Departamento de
Traducción e Interpretación


Tema:   Automática.
Autor:   Yahyaei, Mohammad Sirvan
Año:   2012
Título:   Reordering in statistical machine translation
Lugar:   London
Editorial/Revista:   Queen Mary University of London
Páginas:   163
Idioma:   Inglés.
Tipo:   Tesis.
Disponibilidad:   Acceso abierto.
Índice:   1. Statistical machine translation; 2. Reordering in statistical machine translation; 3. Decoding by dinamic chunking; 4. Dynamic distortion in a discriminative reordering model; 5. Evaluation of NER on SMT output; 6. Cross-lingual fragment alignment using DFR.

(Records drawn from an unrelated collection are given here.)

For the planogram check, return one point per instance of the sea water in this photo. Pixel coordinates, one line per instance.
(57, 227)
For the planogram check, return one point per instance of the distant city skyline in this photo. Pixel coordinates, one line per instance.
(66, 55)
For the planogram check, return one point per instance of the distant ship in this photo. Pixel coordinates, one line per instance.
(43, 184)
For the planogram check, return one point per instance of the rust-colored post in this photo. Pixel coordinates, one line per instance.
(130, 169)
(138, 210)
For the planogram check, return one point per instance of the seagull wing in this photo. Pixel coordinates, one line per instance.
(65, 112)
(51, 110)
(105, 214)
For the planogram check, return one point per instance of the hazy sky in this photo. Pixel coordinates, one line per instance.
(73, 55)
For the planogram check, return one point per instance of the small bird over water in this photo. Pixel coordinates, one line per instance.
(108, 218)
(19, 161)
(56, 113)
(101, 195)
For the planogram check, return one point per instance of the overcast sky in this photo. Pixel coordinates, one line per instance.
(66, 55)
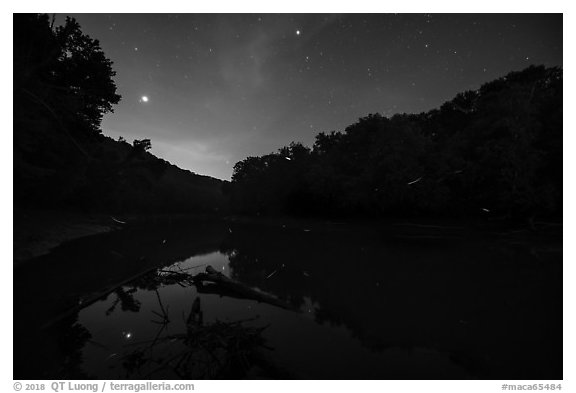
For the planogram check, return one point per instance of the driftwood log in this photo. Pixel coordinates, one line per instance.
(215, 282)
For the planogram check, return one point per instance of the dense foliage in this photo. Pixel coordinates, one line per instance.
(496, 151)
(63, 85)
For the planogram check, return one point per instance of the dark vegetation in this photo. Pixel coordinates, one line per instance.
(495, 151)
(63, 85)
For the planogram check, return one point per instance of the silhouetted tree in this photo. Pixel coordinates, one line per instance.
(496, 149)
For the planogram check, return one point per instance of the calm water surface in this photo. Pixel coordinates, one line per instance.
(366, 302)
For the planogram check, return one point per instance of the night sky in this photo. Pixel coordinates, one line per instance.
(210, 90)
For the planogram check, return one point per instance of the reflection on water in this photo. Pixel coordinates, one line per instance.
(366, 302)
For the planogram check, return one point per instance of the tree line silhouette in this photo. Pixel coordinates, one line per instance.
(494, 151)
(63, 86)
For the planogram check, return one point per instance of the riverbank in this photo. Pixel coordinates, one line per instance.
(36, 232)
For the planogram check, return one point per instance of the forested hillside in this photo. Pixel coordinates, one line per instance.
(63, 86)
(495, 151)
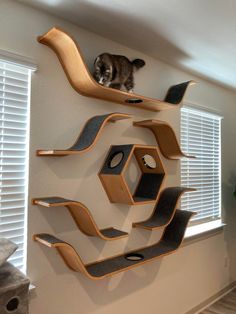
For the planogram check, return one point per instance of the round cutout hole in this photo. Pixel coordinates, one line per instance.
(12, 305)
(134, 257)
(116, 159)
(134, 100)
(149, 161)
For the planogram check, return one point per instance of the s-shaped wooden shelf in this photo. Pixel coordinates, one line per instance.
(71, 59)
(165, 137)
(164, 210)
(88, 137)
(82, 218)
(169, 243)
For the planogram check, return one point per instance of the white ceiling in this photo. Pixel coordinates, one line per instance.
(198, 35)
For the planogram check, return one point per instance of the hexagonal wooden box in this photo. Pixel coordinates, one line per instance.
(112, 174)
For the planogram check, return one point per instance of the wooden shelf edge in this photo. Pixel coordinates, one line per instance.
(97, 121)
(163, 212)
(165, 137)
(82, 217)
(70, 57)
(114, 181)
(170, 241)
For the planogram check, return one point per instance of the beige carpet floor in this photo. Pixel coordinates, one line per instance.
(226, 305)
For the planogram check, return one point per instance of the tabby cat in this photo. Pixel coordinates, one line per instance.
(116, 71)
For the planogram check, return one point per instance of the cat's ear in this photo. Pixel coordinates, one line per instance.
(138, 63)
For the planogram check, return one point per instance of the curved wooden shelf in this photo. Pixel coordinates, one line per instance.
(165, 137)
(169, 243)
(88, 137)
(71, 59)
(164, 210)
(82, 218)
(114, 181)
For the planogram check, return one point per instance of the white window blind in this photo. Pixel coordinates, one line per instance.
(201, 137)
(14, 124)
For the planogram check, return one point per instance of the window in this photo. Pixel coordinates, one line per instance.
(201, 137)
(14, 131)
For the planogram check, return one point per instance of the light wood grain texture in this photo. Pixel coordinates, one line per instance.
(82, 217)
(164, 209)
(88, 136)
(77, 72)
(171, 240)
(149, 183)
(165, 137)
(226, 305)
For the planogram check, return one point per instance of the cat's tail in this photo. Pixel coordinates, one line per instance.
(138, 63)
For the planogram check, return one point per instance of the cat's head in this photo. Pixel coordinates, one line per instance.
(99, 71)
(102, 69)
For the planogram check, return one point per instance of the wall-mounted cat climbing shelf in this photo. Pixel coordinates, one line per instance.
(82, 218)
(88, 137)
(71, 59)
(165, 137)
(164, 210)
(112, 174)
(171, 240)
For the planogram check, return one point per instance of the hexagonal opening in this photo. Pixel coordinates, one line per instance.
(113, 174)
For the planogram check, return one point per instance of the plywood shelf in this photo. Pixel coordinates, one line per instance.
(114, 181)
(171, 240)
(71, 59)
(165, 137)
(164, 210)
(82, 217)
(88, 137)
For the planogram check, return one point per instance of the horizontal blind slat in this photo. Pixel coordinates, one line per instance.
(14, 95)
(200, 136)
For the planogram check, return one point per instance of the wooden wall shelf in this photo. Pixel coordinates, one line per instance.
(71, 59)
(165, 137)
(164, 210)
(82, 218)
(169, 243)
(88, 137)
(113, 177)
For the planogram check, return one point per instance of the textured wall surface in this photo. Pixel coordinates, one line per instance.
(58, 114)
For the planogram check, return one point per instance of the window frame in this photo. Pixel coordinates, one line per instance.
(8, 58)
(201, 225)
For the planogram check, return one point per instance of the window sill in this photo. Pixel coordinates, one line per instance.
(203, 231)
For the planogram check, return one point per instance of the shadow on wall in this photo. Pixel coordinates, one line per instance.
(229, 217)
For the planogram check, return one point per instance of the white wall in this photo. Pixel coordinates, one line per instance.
(173, 284)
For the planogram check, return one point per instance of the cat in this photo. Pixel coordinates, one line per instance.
(116, 71)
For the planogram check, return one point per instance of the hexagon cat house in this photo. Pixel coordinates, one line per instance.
(112, 174)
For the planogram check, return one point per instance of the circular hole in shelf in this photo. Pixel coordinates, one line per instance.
(149, 161)
(115, 159)
(134, 257)
(12, 304)
(134, 100)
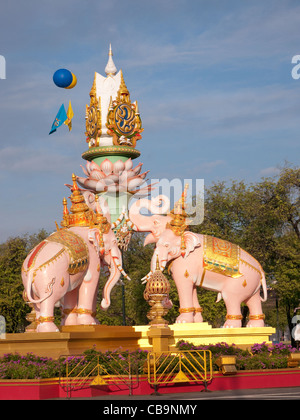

Resumen:   The main focus of this work is on reordering as one of the major problems in MT and statistical MT, which is the method investigated in this research. The reordering problem in SMT originates from the fact that not all the words in a sentence can be consecutively translated. This means words must be skipped and be translated out of their order in the source sentence to produce a fluent and grammatically correct sentence in the target language. The main reason that reordering is needed is the fundamental word order differences between languages. Therefore, reordering becomes a more dominant issue, the more source and target languages are structurally different. The aim of this thesis is to study the reordering phenomenon by proposing new methods of dealing with reordering in SMT decoders and evaluating the effectiveness of the methods and the importance of reordering in the context of natural language processing tasks. In other words, we propose novel ways of performing the decoding to improve the reordering capabilities of the SMT decoder and in addition we explore the effect of improving the reordering on the quality of specific NLP tasks, namely named entity recognition and cross-lingual text association. Meanwhile, we go beyond reordering in text association and present a method to perform cross-lingual text fragment alignment, based on models of divergence from randomness. The main contribution of this thesis is a novel method named dynamic distortion, which is designed to improve the ability of the phrase-based decoder in performing reordering by adjusting the distortion parameter based on the translation context. The model employs a discriminative reordering model, which is combining several features including lexical and syntactic, to predict the necessary distortion limit for each sentence and each hypothesis expansion. The discriminative reordering model is also integrated into the decoder as an extra feature. The method achieves substantial improvements over the baseline without increase in the decoding time by avoiding reordering in unnecessary positions. [Source: Author]